BofA's revenues rose six per cent year on year to $28.7bn, while the net profit signalled a huge turnaround from the $7.3bn loss it made in the third quarter of 2010.
But its global banking and markets unit slumped to a $302m loss, compared with profit of $1.56bn in the previous quarter and $1.47bn a year earlier.
Revenue from investment banking and trading - much of the former Merrill Lynch – fell 36 per cent and 22 per cent, respectively, from the second quarter.
BofA’s headline performance boosted by a pre-tax $3.6bn gain from the sale of its stake in China Construction Bank and two separate gains from revaluing its liabilities and debits.

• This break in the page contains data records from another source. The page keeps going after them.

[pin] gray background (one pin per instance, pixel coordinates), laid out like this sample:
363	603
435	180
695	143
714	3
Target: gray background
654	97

It booked a $4.5bn pre-tax gain from positive fair value adjustments on structured liabilities, which reflected widening credit spreads, and a $1.7bn pre-tax gain from trading debit valuation adjustments.

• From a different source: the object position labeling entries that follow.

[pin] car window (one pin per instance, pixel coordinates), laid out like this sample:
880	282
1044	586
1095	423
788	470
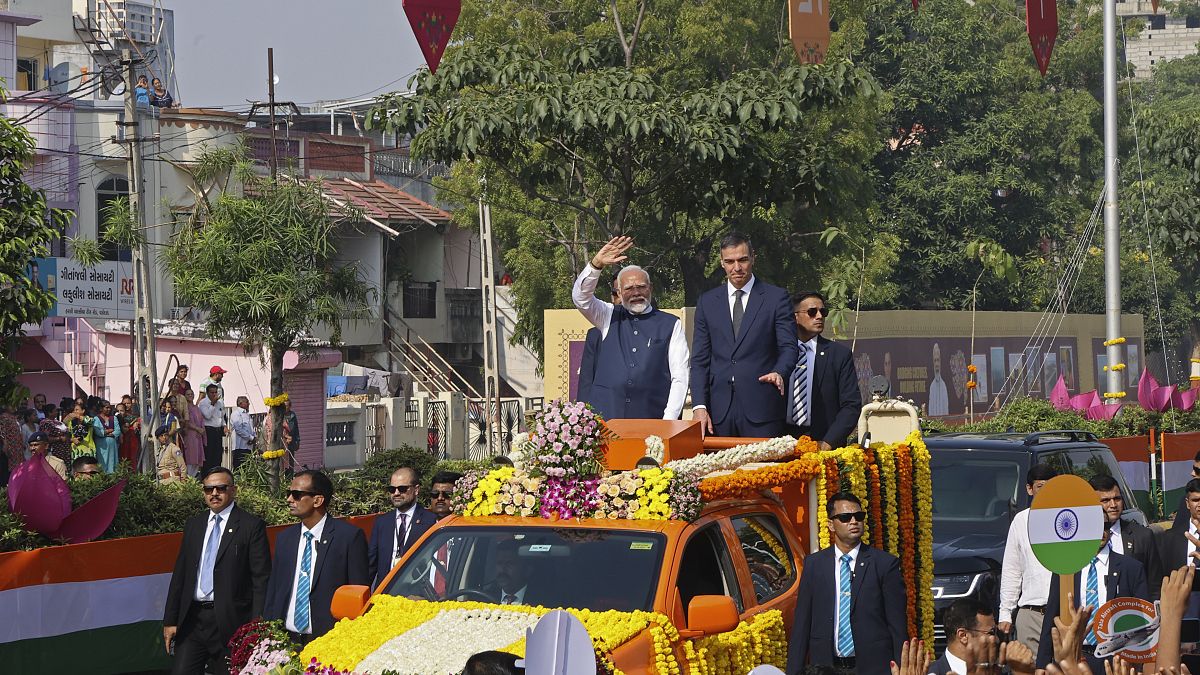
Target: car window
973	489
583	568
706	568
767	555
1087	464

It also wrote off $2.2bn from the value of its private equity and other investments, however.
But the accounting gains and asset sales offset a 15 per cent drop in loan income in the latest quarter.
Last year’s loss was also due to a $10.4bn goodwill impairment charge, which skewed the result, it added.

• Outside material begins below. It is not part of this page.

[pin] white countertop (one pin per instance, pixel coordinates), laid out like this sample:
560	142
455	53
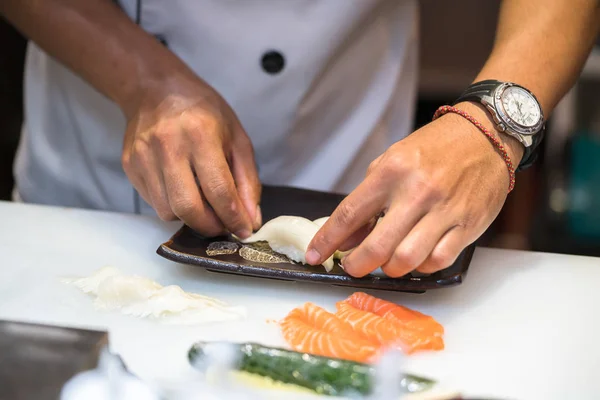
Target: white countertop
522	326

"Our focus this quarter was on strengthening the balance sheet by selling non-core assets and building capital to position the company for future growth," said chief financial officer Bruce Thompson.
"In that regard, we accomplished a great deal. We reduced the size of our balance sheet by $42bn from the second quarter of 2011, nearly doubled our Tier 1 common equity ratio since early 2009, and continued to have strong liquidity levels even after significantly reducing both short- and long-term debt."
BofA, once the biggest bank by assets in the US, slipped to the number two slot, ceding the top spot to JPMorgan Chase.